Several surface bus stops near the station on South Jackson Street, 2nd Avenue, and 4th Avenue are served by King County Metro and Sound Transit Express routes. Metro's routes on Jackson Street include local service to the Central District, Beacon Hill, Rainier Valley, Capitol Hill, and the University District. The stops on 2nd Avenue and 4th Avenue serve express routes to southern King County, Pierce County, and Everett. During disruptions to light rail service, King County Metro runs a special route between all affected stations, which stops at South Jackson Street to serve the station. A seasonal shuttle that serves the Seattle waterfront on Alaskan Way during the summer begins at International District/Chinatown station and connects to Colman Dock and the Seattle Center campus.

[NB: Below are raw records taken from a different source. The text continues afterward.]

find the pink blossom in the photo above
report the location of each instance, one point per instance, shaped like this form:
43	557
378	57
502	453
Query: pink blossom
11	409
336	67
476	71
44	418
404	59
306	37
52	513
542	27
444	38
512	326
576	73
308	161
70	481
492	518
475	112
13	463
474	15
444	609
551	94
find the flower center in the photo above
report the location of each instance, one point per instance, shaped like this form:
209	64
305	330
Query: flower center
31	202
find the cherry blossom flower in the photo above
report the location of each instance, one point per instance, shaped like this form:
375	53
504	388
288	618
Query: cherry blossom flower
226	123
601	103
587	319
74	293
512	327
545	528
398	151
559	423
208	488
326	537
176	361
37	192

From 2009 to 2019, several bus routes also ran in the tunnel alongside light rail trains. The final set of seven bus routes in the tunnel were divided into three bays by their outbound direction: Bay A was served by three routes (routes 41, 74, and 255) heading north toward Northgate and the University District and east towards Kirkland; Bay C was served by three routes (routes 101, 102, and 150) heading south through the SODO Busway toward Kent and Renton; and Bay D was served by one route (Sound Transit Express route 550) heading east via Interstate 90 to Bellevue.